Wien. Als vor eindreiviertel Jahren der Gerichtshof der Europäischen Union (EuGH) sein Urteil „Sokoll-Seebacher“ (C-367/12) fällte, sahen manche schon den Gebietsschutz für Apotheken gefallen. Der Gerichtshof in Luxemburg entschied damals nämlich: Eine starre Grenze von 5500 Personen, die einer Apotheke in Österreich als potenzielle Kunden verbleiben müssen, ehe eine neue bewilligt wird, verstößt gegen die Niederlassungsfreiheit.

Wie eine aktuelle Entscheidung des Verwaltungsgerichtshofs zeigt, bleibt der Gebietsschutz aber trotzdem anwendbar. Der VwGH hat deshalb die Bewilligung der seinerzeit umstrittenen neuen Apotheke im oberösterreichischen Pinsdorf durch das Landesverwaltungsgericht Oberösterreich aufgehoben. Der Bedarf nach der Apotheke ist daher neuerlich zu prüfen. Sollten sich die faktischen Voraussetzungen seither nicht deutlich geändert haben, dürfte der geplante Standort doch nicht zu bewilligen sein.

Bei der Organisation der Gesundheitsversorgung haben die EU-Staaten freiere Hand, was Beschränkungen der EU-Grundfreiheiten betrifft, erläutert Rechtsanwalt Christian F. Schneider (BPV Hügel) der „Presse“. Die 5500-Personen-Grenze ist laut EuGH nur in jenen Fällen EU-rechtswidrig, in denen sie verhindert, dass für Menschen in ländlichen und abgelegenen Gebieten Arzneimittel in zumutbarer Entfernung erreichbar sind. Es sollen also auch Apotheken möglich sein, die wegen ihrer besonderen geografischen Lage weniger als 5500 Kunden zu versorgen haben.

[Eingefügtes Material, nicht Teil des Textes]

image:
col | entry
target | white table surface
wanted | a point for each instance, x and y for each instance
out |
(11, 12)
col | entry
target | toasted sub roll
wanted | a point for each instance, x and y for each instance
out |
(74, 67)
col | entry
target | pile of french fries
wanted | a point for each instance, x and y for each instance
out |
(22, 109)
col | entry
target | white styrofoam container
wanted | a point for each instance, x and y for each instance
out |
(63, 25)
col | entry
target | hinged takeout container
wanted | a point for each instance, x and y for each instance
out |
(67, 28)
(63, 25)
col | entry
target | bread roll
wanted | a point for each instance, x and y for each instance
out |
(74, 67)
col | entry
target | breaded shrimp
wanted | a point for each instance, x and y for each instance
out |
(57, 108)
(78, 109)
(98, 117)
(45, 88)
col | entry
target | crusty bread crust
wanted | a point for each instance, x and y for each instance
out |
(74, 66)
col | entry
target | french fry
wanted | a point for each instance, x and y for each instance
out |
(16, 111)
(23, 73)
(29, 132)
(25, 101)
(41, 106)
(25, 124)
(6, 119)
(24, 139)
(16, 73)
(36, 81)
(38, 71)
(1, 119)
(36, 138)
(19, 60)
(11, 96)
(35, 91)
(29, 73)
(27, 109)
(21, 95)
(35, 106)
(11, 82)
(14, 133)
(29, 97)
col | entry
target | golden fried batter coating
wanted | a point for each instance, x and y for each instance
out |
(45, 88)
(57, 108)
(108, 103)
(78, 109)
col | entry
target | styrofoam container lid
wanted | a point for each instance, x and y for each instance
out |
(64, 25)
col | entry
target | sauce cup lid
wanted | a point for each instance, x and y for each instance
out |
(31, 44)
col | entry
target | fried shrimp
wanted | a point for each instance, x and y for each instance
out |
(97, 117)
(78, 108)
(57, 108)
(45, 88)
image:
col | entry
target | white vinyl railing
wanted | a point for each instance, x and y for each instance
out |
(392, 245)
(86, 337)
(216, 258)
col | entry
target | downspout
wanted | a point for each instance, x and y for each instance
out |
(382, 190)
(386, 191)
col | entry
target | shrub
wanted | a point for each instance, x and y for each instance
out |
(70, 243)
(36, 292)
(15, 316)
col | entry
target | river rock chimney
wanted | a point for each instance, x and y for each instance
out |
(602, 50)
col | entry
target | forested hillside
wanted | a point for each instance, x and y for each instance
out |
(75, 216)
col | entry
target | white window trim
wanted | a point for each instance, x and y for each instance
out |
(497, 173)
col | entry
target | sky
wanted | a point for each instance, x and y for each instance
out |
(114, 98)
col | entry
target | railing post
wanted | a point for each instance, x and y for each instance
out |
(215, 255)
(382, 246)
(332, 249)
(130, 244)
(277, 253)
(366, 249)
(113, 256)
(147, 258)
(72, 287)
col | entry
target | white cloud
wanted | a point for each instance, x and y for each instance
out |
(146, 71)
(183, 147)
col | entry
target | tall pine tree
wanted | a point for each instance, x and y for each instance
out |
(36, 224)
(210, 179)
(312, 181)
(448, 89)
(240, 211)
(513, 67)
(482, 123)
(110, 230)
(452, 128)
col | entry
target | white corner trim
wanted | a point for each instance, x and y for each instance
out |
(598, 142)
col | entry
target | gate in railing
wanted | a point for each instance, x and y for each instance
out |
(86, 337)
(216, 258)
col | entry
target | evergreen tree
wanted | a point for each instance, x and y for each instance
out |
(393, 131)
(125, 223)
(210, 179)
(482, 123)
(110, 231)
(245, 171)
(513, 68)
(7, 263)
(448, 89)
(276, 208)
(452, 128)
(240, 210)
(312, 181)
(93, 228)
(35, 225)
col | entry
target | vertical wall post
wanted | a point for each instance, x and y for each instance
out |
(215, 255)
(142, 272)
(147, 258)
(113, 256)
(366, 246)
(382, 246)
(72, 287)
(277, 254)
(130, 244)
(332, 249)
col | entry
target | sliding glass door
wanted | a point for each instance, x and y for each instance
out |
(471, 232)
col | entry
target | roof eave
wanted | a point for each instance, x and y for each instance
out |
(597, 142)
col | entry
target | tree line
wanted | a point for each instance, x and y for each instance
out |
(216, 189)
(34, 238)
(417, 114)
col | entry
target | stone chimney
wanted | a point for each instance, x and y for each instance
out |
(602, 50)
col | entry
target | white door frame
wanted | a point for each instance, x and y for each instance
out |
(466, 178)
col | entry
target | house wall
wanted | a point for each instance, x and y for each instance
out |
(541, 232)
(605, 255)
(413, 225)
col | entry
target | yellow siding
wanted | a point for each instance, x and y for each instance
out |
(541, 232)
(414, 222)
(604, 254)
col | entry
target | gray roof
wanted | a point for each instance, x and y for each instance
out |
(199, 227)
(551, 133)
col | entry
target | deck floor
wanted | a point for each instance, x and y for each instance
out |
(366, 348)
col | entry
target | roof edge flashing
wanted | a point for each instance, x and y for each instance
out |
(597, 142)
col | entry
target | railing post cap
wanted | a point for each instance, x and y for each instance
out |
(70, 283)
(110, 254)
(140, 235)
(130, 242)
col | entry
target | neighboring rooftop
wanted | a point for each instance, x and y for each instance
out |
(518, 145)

Der VwGH merkt an, dass „nach den bisherigen Verfahrensergebnissen die beantragte Apotheke in Pinsdorf für die Bevölkerung in ländlichen und abgelegenen Gebieten keinerlei Vorteile“ brächte. Ein Blick auf die Landkarte zeige nämlich, dass die neu beantragte Apotheke nur 5,3 Kilometer von jener alteingesessenen in Altmünster entfernt sei, die sich gegen die Neuerrichtung wehrte. Die nächstgelegene Apotheke (in Gmunden) ist gar nur 2,5 Straßenkilometer weit weg. Um diese Distanz kann sich der Anfahrtsweg von Kunden also bestenfalls verringern. „Es ist von vornherein auszuschließen, dass dies erforderlich ist, um für die Bevölkerung eines bestimmten abgelegenen ländlichen Gebiets einen zumutbaren Anfahrtsweg zu gewährleisten“, schließt der VwGH (Ro 2014/10/0081).

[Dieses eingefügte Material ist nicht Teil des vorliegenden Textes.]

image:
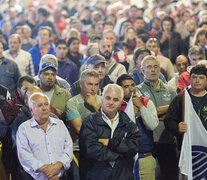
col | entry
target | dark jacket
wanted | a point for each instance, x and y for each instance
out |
(112, 162)
(76, 89)
(174, 116)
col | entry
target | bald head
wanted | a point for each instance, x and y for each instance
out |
(181, 63)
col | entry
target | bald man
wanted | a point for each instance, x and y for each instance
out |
(181, 65)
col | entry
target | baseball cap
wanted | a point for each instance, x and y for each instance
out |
(46, 65)
(96, 59)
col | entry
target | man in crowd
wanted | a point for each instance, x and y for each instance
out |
(39, 157)
(58, 96)
(113, 69)
(108, 140)
(43, 47)
(174, 117)
(161, 95)
(165, 63)
(67, 69)
(82, 105)
(98, 63)
(195, 54)
(21, 57)
(62, 83)
(146, 120)
(9, 73)
(181, 65)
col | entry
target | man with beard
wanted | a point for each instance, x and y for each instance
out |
(113, 69)
(58, 96)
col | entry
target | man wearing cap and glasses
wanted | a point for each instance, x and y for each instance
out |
(98, 63)
(58, 96)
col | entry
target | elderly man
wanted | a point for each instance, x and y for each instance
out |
(21, 57)
(98, 63)
(161, 95)
(146, 120)
(42, 153)
(108, 140)
(113, 69)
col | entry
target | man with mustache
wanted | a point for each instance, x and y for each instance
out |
(113, 69)
(161, 95)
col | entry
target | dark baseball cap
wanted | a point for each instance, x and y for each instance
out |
(46, 65)
(96, 59)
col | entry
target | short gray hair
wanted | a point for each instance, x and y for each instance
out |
(31, 99)
(114, 87)
(88, 72)
(47, 57)
(147, 58)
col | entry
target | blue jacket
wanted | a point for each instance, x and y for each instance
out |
(36, 55)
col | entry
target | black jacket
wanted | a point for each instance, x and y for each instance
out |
(112, 162)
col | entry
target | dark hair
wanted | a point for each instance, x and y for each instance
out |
(71, 40)
(168, 18)
(122, 78)
(29, 79)
(46, 28)
(202, 23)
(139, 51)
(60, 41)
(43, 11)
(199, 69)
(144, 37)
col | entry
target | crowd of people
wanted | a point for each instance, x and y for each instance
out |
(95, 90)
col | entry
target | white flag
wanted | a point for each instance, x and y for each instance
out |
(193, 157)
(130, 109)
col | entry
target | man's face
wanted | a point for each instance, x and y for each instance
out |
(23, 89)
(110, 36)
(99, 68)
(47, 78)
(111, 101)
(41, 109)
(139, 24)
(191, 27)
(153, 47)
(105, 49)
(151, 70)
(167, 26)
(194, 59)
(181, 64)
(61, 51)
(14, 44)
(129, 87)
(90, 85)
(198, 82)
(1, 50)
(44, 37)
(140, 58)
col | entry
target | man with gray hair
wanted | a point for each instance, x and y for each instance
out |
(161, 95)
(42, 153)
(109, 140)
(82, 105)
(195, 54)
(21, 57)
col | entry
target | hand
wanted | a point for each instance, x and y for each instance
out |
(182, 127)
(104, 141)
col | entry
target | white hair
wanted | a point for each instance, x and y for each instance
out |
(31, 99)
(114, 87)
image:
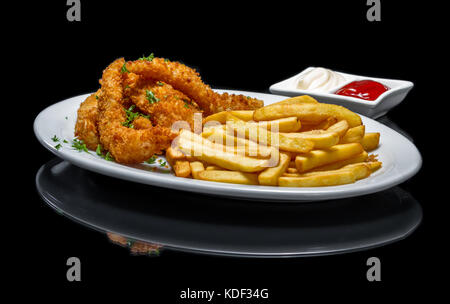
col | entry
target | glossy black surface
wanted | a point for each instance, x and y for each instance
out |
(193, 222)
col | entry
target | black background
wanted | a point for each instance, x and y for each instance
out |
(237, 45)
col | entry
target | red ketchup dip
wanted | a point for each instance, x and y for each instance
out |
(364, 89)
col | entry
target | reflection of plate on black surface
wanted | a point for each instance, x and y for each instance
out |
(193, 222)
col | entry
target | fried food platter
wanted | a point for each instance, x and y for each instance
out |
(54, 127)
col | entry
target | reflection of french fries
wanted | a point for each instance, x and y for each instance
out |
(321, 139)
(233, 177)
(370, 141)
(374, 166)
(354, 134)
(362, 157)
(317, 158)
(345, 175)
(262, 136)
(202, 149)
(309, 113)
(270, 176)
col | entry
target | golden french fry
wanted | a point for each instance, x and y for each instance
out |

Das Landesverwaltungsgericht wollte es – in einem weiteren Apothekenfall – offenbar noch genauer wissen, wie es um das Gebot steht, EU-rechtliche Vorgaben umzusetzen. Es musste sich durch einen Beschluss – kein Urteil – sagen lassen: Schon aus der bisherigen Rechtsprechung des EuGH ergebe sich klar, dass die Gerichte alles tun müssten, um dem EU-Recht zum Durchbruch zu verhelfen und entgegenstehendes nationales Recht nicht anzuwenden (C 581/14).